The underlying science might well be sound for the UK – but when the key science is based on “UK outbreak data”, it means that it is based upon the “recorded daily hospitalisation numbers, hospital bed occupancy, ICU occupancy and daily deaths” of the United Kingdom. As is very obvious, the situation in the Isle of Man is very different.

It is obvious that the risk to an elderly person in a Manx care home is very different to the risk to an elderly person in an English or Scottish care home. Unlike the United Kingdom, we do not have the disease circulating locally. Unlike the United Kingdom, the Isle of Man has a number of people with medical issues flying from the relatively safety of the Isle of Man into the relative unsafety of the United Kingdom.

In the United Kingdom, it might make sense for “clinically extremely vulnerable individuals” and “individuals aged 16 years to 64 years with underlying health conditions which put them at higher risk of serious disease and mortality” to be ranked just 4th and 6th on their priority lists. But in the Isle of Man, those people face different risks to the United Kingdom, because people with pre-existing conditions are at higher risk of being required to travel to the United Kingdom for medical treatment.

How much higher, exactly? I do not know pretend to know the answers, but it is disappointing that the Isle of Man Government has not even apparently asked the questions. Then again, it seems that the Manx Minister for Health didn’t have much faith in his department to model these issues.

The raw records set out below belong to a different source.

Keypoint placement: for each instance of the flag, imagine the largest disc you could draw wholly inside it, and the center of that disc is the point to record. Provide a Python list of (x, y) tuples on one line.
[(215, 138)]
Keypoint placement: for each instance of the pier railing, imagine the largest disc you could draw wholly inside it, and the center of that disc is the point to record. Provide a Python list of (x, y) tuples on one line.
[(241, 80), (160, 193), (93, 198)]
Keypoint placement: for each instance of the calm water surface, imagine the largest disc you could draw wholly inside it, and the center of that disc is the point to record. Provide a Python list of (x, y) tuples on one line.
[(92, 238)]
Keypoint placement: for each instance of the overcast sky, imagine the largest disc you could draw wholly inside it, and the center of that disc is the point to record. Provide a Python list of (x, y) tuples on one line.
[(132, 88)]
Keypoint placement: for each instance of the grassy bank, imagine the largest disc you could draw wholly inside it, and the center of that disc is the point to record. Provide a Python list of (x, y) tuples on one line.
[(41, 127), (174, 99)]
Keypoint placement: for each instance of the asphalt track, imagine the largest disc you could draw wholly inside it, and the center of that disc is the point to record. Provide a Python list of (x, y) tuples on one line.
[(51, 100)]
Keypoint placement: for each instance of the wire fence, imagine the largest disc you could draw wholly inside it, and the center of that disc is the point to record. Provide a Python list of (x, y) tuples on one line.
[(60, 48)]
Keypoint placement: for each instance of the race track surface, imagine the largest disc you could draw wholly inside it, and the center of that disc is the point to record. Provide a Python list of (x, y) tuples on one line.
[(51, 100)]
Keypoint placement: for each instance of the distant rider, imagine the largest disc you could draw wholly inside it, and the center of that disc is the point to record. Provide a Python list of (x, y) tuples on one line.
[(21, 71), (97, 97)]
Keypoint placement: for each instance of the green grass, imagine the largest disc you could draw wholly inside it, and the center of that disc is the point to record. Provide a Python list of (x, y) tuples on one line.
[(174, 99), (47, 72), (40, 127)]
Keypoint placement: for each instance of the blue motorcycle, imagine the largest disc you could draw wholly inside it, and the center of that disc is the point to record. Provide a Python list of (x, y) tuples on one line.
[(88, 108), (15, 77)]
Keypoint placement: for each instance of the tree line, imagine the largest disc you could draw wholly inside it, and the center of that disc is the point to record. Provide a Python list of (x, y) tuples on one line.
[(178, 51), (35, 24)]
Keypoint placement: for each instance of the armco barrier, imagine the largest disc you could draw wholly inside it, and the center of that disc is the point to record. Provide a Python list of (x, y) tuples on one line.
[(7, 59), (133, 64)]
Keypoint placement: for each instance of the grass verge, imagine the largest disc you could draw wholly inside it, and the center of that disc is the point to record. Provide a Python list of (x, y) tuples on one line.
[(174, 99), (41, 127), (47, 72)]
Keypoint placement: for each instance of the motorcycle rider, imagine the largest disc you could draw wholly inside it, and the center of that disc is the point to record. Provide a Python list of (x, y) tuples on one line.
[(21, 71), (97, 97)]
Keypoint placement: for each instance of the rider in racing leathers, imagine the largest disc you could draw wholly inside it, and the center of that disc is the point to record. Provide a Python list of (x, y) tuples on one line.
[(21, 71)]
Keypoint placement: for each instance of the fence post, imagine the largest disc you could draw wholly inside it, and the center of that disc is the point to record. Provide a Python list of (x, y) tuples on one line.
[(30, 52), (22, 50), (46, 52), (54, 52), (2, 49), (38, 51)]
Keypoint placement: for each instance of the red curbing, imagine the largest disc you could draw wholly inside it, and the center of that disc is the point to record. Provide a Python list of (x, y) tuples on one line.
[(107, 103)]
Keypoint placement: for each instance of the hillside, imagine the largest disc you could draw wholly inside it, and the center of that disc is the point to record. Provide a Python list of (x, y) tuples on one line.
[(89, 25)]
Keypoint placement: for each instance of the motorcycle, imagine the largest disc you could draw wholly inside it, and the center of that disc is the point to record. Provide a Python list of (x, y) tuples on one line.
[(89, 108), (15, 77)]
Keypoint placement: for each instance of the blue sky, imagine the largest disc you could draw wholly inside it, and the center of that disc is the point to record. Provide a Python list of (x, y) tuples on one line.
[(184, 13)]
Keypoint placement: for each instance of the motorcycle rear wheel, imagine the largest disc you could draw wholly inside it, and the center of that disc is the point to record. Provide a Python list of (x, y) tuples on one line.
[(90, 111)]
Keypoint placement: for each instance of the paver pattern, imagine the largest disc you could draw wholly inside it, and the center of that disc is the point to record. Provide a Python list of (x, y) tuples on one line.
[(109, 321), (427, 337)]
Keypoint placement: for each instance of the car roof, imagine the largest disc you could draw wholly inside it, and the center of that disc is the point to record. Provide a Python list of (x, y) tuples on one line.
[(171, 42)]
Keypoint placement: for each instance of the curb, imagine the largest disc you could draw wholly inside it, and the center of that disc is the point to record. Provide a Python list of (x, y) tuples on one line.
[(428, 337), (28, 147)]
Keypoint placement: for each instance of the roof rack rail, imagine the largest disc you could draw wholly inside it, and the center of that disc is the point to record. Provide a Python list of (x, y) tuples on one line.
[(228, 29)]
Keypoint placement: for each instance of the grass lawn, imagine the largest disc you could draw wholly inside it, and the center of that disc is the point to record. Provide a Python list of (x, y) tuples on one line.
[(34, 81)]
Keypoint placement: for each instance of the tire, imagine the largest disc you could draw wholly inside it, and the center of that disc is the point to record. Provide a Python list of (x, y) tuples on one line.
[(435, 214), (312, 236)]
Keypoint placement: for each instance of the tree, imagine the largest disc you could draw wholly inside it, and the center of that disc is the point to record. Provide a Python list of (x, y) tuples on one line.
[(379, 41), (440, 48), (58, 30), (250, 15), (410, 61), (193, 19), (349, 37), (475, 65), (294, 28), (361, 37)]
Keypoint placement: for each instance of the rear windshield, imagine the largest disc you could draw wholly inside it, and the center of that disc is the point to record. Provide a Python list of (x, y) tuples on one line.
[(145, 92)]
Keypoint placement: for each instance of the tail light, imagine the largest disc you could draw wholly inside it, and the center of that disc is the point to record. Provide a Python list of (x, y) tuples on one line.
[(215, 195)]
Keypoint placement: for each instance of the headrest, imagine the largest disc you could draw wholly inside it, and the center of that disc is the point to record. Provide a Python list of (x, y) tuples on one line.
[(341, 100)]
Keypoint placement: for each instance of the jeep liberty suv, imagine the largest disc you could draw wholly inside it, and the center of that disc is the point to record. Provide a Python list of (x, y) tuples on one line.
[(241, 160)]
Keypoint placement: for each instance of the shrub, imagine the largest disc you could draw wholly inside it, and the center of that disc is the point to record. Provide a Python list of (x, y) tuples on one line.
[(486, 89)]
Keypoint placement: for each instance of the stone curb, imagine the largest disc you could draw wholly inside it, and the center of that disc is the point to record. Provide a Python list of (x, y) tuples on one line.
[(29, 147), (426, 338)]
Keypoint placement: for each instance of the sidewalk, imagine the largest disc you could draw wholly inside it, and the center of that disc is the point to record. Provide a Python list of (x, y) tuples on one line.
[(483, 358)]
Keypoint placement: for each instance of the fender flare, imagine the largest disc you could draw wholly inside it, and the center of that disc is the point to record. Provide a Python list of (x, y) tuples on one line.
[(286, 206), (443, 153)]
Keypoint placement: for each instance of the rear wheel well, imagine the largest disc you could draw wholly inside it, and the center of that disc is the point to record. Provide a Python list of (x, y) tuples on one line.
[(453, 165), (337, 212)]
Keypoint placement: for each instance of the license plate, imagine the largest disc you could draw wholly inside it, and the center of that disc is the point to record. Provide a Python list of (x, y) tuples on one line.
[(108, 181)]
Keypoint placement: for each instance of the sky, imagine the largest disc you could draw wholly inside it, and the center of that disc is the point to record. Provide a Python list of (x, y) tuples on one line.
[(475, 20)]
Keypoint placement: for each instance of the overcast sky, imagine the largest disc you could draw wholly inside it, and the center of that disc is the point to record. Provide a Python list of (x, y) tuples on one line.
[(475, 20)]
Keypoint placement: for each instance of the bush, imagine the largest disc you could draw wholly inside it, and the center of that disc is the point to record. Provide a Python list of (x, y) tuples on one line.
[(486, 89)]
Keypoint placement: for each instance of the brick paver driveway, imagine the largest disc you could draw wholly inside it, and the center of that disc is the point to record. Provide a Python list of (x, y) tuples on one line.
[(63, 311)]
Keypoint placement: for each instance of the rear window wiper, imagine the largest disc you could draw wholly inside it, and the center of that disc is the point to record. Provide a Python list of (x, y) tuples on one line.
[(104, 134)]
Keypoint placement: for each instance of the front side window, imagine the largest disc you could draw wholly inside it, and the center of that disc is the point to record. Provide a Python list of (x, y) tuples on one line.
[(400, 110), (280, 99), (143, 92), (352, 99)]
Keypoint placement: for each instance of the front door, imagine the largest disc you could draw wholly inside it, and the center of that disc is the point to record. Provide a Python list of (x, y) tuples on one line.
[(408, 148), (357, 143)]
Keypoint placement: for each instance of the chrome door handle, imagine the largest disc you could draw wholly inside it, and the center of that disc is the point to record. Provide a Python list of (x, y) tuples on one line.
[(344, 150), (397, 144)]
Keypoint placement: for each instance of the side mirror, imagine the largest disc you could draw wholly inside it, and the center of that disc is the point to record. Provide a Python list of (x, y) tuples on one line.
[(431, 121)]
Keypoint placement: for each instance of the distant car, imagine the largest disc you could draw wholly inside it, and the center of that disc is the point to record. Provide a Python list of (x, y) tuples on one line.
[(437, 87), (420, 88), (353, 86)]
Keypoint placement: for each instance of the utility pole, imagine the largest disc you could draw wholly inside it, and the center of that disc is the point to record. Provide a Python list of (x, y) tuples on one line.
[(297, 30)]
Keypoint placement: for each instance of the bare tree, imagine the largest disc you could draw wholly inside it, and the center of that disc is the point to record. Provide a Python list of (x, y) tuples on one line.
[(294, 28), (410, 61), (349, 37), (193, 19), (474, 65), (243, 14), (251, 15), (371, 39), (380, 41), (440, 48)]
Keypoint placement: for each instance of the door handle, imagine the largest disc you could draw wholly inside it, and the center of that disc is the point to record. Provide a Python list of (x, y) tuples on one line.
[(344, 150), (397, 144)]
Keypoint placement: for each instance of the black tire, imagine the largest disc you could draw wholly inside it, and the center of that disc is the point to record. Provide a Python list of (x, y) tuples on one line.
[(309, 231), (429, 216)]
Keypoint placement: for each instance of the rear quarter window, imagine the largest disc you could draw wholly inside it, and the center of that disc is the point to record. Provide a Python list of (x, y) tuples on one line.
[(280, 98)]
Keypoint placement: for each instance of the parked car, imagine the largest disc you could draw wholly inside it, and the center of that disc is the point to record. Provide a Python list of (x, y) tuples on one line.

It would be reasonable for the Manx Government to doubt their own “experts” given how wrong their forecasts were in Feb/March when they massively underplayed the risk, or in April when they massively over-projected the spread!

But at least in March and April they tried to use local Manx data to project and model the spread of the disease. This priority list doesn’t even try to do that. Thus, we’re left with a bad foreign answer to a local question.